Bad breath can be eliminated if you can get rid of the underlying cause. In case the unpleasant breath is only due to oral causes, here are a few steps that you can take for your child.

  • Ensure that your child brushes in the right manner, for the right amount of time and frequency. Make it a habit for them to brush in the morning and just before bedtime. It is best to supervise a child’s brushing.
  • If your child has braces, they will require extra care while brushing.
  • Cleaning the tongue to get rid of bacteria is also important.
  • Have your child use an alcohol-free mouthwash, and floss as recommended by your dentist.
  • Include a balance of all the required foods in your child’s meal. Avoid feeding them excess sugar, candy, and carbonated beverages.

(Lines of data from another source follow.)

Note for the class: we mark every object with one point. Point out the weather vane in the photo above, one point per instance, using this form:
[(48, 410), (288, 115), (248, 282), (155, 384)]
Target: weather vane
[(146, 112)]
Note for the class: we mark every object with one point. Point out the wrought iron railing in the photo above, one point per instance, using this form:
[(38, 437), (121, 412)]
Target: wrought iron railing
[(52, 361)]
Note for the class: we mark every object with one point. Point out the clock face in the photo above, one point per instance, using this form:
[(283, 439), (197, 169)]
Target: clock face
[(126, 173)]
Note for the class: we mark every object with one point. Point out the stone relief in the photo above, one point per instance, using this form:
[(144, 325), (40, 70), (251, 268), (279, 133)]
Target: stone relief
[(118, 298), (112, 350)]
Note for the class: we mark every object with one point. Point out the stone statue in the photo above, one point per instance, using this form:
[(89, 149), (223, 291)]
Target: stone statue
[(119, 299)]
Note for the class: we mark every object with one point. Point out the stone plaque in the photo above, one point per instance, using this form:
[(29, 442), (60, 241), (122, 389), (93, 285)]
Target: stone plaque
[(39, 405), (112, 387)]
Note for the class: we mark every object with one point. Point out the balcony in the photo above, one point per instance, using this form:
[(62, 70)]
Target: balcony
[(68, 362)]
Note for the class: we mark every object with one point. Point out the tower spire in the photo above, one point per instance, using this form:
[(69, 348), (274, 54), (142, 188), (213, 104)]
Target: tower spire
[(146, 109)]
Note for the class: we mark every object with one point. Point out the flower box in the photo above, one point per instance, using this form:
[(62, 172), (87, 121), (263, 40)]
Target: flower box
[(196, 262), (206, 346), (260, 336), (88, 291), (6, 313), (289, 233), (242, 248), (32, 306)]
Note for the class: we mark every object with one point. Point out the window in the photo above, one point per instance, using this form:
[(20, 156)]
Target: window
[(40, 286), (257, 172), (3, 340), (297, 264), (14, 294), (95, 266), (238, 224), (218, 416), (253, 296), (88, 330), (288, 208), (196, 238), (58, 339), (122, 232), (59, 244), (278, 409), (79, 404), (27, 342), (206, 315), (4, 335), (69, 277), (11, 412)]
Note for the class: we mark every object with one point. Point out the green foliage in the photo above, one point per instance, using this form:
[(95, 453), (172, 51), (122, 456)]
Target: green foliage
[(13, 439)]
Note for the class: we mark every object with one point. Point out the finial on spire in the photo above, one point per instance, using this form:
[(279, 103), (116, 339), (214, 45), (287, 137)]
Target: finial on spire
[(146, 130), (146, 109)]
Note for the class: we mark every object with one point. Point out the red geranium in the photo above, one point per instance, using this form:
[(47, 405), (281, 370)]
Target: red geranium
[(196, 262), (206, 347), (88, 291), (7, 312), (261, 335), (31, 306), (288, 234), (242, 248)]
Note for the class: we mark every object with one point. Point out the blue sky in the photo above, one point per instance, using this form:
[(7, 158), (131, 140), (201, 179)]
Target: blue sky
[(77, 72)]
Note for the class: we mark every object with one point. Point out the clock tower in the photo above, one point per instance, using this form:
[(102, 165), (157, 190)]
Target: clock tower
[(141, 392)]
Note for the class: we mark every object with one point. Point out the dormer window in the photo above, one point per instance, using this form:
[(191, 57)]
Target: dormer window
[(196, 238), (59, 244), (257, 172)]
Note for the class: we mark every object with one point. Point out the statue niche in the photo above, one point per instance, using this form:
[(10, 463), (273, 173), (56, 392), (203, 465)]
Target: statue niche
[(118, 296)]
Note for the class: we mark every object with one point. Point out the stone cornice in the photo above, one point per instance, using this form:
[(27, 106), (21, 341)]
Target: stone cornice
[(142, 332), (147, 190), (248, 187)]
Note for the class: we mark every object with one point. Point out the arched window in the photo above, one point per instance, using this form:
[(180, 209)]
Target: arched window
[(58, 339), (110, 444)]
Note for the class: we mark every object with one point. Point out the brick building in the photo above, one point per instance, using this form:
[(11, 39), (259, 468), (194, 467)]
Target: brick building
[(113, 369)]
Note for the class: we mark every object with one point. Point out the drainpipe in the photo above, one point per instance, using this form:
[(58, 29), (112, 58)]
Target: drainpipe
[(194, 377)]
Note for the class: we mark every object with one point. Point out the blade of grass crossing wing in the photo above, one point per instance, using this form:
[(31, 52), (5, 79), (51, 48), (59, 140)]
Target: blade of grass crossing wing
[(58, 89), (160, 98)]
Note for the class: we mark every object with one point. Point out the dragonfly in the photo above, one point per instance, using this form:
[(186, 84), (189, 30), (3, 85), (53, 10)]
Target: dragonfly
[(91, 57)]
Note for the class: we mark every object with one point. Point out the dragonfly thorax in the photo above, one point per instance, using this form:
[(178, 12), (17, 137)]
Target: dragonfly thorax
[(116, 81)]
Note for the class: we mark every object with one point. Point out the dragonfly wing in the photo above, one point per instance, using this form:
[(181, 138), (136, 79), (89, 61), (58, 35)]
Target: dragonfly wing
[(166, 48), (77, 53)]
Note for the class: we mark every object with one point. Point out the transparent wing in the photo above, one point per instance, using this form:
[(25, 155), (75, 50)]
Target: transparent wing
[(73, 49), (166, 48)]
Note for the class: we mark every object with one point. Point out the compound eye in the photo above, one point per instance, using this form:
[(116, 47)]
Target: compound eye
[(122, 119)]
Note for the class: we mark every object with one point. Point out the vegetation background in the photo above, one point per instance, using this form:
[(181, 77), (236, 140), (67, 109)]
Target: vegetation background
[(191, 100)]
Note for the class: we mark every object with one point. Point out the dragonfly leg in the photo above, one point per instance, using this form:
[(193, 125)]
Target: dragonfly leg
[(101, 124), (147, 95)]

Watch the intake of snacks in between meals and try and keep it to a minimum.
  • Make sure your kid is drinking enough water through the day. Dehydration is one of the causes of dry mouth.
  • Schedule a dental checkup with the pedodontist regularly. If your child shows prolonged bad breath, bleeding gums or any signs of tooth decay, visit your dentist for the necessary treatment.

Other than this, visit your doctor to determine if there is any other reason for the unpleasant breath. If any health condition has a role to play in it, seeking treatment for it will help your child regain a fresh breath again.


Bad breath in kids is just as embarrassing as it is for an adult. Remember kids may not exactly be able to explain to you what is bothering them.

The whole responsibility lies with the parent to look for symptoms and see a doctor. You will get better results if you practice good oral hygiene with your child since the beginning.